Sementara itu, BNI terus menyasar sektor-sektor tertentu untuk pinjaman sindikasinya, seperti sektor hilir, infrastruktur, dan transportasi.

Di sisi lain, PT Bank Central Asia Tbk. (BBCA) mencatat hingga Juni 2024, BCA mengelola pinjaman sindikasi sebesar Rp47,6 triliun dan pinjaman sindikasi sebesar Rp12 triliun dengan penyertaan BCA. 

EVP Corporate Communications & Social Responsibility BCA Hera F. Haryn mengatakan penyaluran kredit aktif, termasuk penyaluran, kemungkinan tumbuh 5,05% secara tahunan (dibandingkan periode yang sama tahun lalu/YoY) pada semester I/2024 seiring dengan kondisi perekonomian nasional.  

“Didukung prospek pertumbuhan ekonomi yang positif dan ketatnya likuiditas, BCA optimis dapat menjaga tren penyaluran kredit yang baik dengan tetap memperhatikan prinsip kehati-hatian untuk menjaga kualitas kredit,” ujarnya dalam Bisnis, Jumat (10 November 2024).

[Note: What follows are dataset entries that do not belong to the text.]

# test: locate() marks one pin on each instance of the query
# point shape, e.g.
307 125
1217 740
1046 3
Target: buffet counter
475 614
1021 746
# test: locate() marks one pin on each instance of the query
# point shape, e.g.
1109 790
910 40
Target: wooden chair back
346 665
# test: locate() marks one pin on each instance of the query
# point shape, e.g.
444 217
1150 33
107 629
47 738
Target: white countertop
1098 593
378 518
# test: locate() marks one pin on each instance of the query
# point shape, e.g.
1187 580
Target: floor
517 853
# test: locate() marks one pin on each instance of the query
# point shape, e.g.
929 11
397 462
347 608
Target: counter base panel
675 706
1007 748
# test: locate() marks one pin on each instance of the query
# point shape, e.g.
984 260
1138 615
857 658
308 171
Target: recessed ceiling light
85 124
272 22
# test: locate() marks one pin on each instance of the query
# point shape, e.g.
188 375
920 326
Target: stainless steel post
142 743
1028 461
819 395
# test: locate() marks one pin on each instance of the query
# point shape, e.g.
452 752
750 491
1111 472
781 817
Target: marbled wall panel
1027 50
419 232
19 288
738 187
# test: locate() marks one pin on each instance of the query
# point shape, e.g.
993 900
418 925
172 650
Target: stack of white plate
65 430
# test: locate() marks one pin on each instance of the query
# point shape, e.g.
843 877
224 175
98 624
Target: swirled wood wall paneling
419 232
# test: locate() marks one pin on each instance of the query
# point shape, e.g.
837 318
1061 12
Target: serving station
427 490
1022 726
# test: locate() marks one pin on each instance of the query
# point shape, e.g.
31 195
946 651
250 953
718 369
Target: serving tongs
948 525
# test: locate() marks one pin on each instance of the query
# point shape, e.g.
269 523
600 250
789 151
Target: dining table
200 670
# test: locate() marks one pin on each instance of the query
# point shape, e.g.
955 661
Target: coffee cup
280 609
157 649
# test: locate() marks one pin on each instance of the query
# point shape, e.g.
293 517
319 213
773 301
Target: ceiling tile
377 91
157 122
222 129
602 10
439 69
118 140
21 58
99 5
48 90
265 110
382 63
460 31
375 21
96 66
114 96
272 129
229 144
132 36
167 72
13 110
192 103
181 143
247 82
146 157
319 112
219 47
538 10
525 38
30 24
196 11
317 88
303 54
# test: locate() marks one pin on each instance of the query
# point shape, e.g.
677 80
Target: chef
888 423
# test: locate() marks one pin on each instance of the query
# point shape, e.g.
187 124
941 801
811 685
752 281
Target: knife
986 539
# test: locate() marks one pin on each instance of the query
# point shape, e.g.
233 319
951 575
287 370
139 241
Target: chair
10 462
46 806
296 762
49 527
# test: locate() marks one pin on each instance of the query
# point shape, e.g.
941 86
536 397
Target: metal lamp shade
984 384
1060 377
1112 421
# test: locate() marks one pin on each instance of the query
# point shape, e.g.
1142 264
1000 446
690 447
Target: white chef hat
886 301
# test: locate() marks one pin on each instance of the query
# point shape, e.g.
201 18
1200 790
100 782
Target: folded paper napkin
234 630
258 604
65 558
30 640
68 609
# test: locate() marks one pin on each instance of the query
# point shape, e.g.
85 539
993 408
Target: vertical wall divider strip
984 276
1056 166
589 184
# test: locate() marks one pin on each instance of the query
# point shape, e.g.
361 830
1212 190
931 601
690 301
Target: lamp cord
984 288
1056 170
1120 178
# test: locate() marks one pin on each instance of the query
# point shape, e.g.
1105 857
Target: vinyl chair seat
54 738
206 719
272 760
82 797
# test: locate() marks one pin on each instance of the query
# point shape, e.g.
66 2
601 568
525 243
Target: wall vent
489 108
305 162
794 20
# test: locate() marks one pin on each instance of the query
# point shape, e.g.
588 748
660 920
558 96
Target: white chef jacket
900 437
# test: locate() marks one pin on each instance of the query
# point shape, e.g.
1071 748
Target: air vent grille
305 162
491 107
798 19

Hera mengatakan, tujuan utama BCA adalah mendukung pembangunan infrastruktur di Indonesia dengan menyalurkan pinjaman sindikasi untuk proyek-proyek strategis nasional seperti infrastruktur jalan tol, konstruksi, ketenagalistrikan, dan proyek lainnya. 

Perusahaan juga berpartisipasi dalam pemberian pinjaman sindikasi dengan mempertimbangkan risk appetite, likuiditas dan posisi permodalan, serta memilih proyek-proyek yang berpotensi memperkuat bisnis inti BCA.